Interestingly, Sall4, WNT3a and β-catenin protein were significantly associated with the TTP, PI, AUC and WOT evaluated by CEUS. CEUS can be used to observe the neovessels in tumors. The parameters of CEUS reflect the proportions between the portal veins and hepatic arteries, and the vascular structures in tumors.²¹ PI and AUC of CEUS can estimate enhancement intensity, and the TTP and WOT of CEUS are used to evaluate enhancement time.²² PI and AUC of CEUS are applied to reveal the intratumoral vascularity of ovarian tumors as noninvasive parameters.²³ Tian and Wang showed that the PI and AUC of poor-differentiated HCC lesions were significantly lower than those of well-differentiated HCC lesions.²⁴ Our findings showed that decreased TTP and WOT and increased PI and AUC of CEUS in HCC lesions were correlated with TNM stage, tumor size and vascular invasion. Besides, the preoperative TTP, PI, AUC and WOT were associated with the DFS rates, suggesting reduced survival rates in patients with short TTP, strong PI, large AUC or short WOT. Additionally, this study first time found that Sall4/Wnt/β-catenin expression was associated with TTP, PI, AUC and WOT in patients with HCC. Thus, combination CEUS and Sall4/Wnt/β-catenin signaling can more accurately evaluate the intratumoral neovascular generation and prognosis of HCC patients.

Conclusion

This study suggests that combination quantitative parameters of CEUS and Sall4/Wnt/β-catenin signaling may be a useful supplementary method for early screening and diagnosis in HCC patients. And a larger cohort is needed in the future to confirm our results study and provide strong evidence for predicting prognosis of patients with HCC.

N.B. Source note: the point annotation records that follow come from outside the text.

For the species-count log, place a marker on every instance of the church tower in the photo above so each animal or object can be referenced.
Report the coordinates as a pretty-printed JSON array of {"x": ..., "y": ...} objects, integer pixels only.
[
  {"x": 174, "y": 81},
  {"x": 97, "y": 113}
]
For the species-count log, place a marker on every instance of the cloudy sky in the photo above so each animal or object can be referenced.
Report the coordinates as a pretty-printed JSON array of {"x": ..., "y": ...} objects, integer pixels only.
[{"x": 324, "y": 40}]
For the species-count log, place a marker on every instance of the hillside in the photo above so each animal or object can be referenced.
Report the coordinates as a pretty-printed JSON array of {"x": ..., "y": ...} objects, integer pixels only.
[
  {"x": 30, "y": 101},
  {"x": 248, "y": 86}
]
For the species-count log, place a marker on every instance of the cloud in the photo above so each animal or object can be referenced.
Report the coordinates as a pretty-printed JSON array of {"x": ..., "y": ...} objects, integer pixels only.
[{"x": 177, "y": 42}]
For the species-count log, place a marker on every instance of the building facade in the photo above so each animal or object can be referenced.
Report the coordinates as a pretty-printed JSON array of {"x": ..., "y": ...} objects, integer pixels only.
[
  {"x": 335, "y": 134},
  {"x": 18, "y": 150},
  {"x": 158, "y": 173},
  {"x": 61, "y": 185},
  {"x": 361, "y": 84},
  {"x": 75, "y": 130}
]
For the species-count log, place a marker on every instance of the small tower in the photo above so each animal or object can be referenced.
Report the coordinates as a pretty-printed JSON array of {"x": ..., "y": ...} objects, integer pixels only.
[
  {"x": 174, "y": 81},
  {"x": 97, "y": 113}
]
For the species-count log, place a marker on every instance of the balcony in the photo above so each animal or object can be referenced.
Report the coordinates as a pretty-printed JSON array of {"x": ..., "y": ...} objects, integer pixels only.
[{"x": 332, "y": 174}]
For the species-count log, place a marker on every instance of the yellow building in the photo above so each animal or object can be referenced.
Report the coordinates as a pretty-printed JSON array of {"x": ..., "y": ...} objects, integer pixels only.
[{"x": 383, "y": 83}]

Ethics approval and informed consent

This study was approved by Ethics Committee of General Hospital of Ningxia Medical University.

Author contributions

Jianjun Wang and Guanghui Liu contributed to study design, data analysis and wrote this paper. Jiaxin Huang, Qianfeng Ma performed clinical sample collection. Jiaxin Huang and Jianjun Wang performed qPCR. Qianfeng Ma performed immunohistochemical staining assay. All authors contributed to data analysis, drafting or revising the article, gave final approval of the version to be published, and agree to be accountable for all aspects of the work.

Disclosure

The authors report no conflicts of interest in this work.